Álvaro Vildoza (La Rioja, 1991). Periodista y realizador audiovisual, actualmente vive en La Plata. Participó en las antologías riojanas “Los papeles que nunca nos unieron” y en “Invitados a escribir”, editadas por la Municipalidad de La Rioja y la Biblioteca Popular Ciudad de los Naranjos, respectivamente.
Sh. De nada sirve que te tapes los oídos. No. No hagas fuerza con las manos, no cambia nada, ¿oís? Sí: lloran.
No, tampoco. No busques refugio en una almohada. Están llorando. Y cuando lloran es por eso. Lo sabés. Lo buscaste. Lo leíste y te acordás bien. Te burlaste, te reíste y ahora estás ahí hecho un bollo mugriento, entre sábanas transpiradas de ¿qué? ¿Miedo? Terror, eso tenés. Vergüenza te debería dar. Asco, tu incredulidad.
Desenchufá el despertador si se te antoja. Acabás de apagar la única luz que había en la habitación. El click del segundero iluminaba apenas la pared. Sh. No tiembles. A ver, mirá un poco a tu alrededor. Eso. Sacá la cabeza de entre las frazadas. ¿Qué ves? Lo suponías, pero te gustaría haber comprobado lo contrario. Una lástima. Nada. Sólo aquel aullido. Y ahora, éste. ¿Escuchás? Y otro.

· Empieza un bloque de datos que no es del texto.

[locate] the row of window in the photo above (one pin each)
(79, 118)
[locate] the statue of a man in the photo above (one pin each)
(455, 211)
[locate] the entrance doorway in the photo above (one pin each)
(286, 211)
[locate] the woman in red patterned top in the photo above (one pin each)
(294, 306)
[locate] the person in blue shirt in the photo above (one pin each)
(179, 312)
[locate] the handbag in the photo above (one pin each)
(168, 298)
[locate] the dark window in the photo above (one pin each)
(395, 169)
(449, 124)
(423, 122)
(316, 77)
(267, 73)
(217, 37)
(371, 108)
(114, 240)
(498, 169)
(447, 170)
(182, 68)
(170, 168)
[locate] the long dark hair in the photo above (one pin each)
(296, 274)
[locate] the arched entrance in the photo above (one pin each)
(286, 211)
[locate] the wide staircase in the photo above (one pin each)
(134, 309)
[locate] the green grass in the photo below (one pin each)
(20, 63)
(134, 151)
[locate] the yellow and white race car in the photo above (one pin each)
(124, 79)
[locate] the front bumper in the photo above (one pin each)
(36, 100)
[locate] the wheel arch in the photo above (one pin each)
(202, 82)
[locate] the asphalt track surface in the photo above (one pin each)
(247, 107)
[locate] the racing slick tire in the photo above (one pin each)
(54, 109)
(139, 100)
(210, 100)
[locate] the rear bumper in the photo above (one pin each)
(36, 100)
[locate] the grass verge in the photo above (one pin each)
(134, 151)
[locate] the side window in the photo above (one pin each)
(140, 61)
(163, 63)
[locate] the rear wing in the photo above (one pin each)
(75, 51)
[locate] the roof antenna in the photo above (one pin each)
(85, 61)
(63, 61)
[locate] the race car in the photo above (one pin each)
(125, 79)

Ni los pies podés mover, cagón. Podrías levantarte y acercarte a la ventana. La noche no está clara, no. Tampoco quisiste creer que sería tan pronto. Que sería sin luna. Que no habría nadie en la casa. Que con vos no habría testigos. Sh. No pretendas competirles con el chirrido cobarde de tus dientes.
Respirás entrecortado. Tus dedos ya empezaron a tensarse, los músculos de tus piernas se acalambran lentamente. No te adelantes. Ya vendrá y se juntará con vos. Escuchás que se aproxima. Te imaginás la esquina, el cartel del almacén de Don Ernesto apagado, las cortinas de hierro impenetrables. El árbol del que te colgabas cuando eras un niño, cuando eras curioso. No fue hace tanto, ¿no? Hacé memoria. Ahí lo leíste, a la sombra de ese árbol. Sabías que no eran cosas para chicos, que tu papá te lo había prohibido. Esas cosas son mejor no saberlas jamás. Te lo había advertido tu abuelo.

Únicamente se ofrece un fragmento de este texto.